The impact of abstract and object tags on image privacy classification

This paper investigates the effectiveness of abstract versus object tags for image privacy classification, revealing that abstract tags outperform object tags when tag budgets are limited, while both become equally useful when a larger number of tags are available.

Darya Baranouskaya, Andrea Cavallaro

Published 2026-02-17
📖 4 min read☕ Coffee break read

Imagine you are trying to explain a photograph to a friend over the phone so they can guess if the photo is private (like a diary entry) or public (like a postcard).

To do this, you have a limited "word budget." You can only use a few words to describe the picture. The big question this paper asks is: What kind of words work best?

Do you use Concrete Words (names of specific things, like "a red car," "a passport," or "a dog")?
Or do you use Abstract Words (feelings, vibes, and concepts, like "romance," "danger," "freedom," or "intimacy")?

Here is the breakdown of the research, explained simply.

The Two Types of Descriptions

The researchers looked at how computers "see" photos.

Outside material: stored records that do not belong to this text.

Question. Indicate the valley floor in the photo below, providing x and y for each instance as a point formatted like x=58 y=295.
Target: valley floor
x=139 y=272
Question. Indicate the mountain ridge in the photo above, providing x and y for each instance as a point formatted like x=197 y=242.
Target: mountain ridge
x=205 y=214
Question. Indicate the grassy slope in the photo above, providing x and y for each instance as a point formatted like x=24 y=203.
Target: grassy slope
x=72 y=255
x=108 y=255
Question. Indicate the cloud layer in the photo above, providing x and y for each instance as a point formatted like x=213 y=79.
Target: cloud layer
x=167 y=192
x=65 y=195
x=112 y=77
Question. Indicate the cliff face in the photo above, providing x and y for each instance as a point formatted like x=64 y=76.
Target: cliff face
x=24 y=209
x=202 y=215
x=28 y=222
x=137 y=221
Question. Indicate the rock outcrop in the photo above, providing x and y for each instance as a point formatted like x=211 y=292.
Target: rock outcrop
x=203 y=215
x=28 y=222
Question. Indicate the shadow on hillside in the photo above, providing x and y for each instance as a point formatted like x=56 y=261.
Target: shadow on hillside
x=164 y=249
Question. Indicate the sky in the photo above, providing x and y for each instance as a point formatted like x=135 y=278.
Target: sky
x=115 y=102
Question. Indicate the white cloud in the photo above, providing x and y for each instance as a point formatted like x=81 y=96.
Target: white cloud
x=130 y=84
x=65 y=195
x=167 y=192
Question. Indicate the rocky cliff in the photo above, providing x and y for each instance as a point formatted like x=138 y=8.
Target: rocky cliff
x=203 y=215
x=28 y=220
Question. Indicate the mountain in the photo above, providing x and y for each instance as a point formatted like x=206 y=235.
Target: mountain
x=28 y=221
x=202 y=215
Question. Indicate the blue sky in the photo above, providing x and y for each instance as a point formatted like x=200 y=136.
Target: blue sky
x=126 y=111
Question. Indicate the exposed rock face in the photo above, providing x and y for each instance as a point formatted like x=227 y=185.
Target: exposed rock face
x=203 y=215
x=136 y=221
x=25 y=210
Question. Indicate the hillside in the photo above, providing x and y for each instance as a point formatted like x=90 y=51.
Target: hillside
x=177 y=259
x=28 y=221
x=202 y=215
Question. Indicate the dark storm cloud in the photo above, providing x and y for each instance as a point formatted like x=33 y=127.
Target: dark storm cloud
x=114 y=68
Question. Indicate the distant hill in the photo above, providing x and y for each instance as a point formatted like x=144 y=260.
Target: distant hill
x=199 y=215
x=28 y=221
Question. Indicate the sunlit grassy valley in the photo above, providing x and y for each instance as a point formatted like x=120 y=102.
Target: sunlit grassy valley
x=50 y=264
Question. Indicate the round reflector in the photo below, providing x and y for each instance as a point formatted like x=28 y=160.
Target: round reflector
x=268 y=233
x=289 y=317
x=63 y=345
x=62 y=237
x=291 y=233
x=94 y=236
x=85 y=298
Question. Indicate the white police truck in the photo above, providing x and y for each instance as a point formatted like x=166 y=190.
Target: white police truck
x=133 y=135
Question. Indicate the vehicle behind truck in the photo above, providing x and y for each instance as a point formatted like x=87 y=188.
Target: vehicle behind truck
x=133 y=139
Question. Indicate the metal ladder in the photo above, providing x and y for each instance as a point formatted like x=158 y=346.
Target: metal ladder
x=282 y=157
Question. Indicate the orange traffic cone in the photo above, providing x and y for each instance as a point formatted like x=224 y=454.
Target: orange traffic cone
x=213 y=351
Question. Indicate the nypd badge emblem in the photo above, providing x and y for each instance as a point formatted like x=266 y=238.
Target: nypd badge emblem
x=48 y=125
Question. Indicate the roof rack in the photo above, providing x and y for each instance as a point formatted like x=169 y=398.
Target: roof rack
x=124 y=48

  • Concrete Tags (The "What"): These are like a grocery list. They tell you exactly what objects are in the room. Example: "Man," "Sofa," "Passport."
  • Abstract Tags (The "Vibe"): These are like a mood board. They tell you the feeling or the story. Example: "Family," "Celebration," "Secret," "Justice."

The Experiment: The "Word Budget" Game

The researchers tested these descriptions on three different types of photo datasets to see which words helped a computer decide if a photo was private. They played a game with a strict rule: You can only use a certain number of words.

Scenario A: You have a very small budget (1–5 words)

Imagine you can only say one or two words to describe a photo.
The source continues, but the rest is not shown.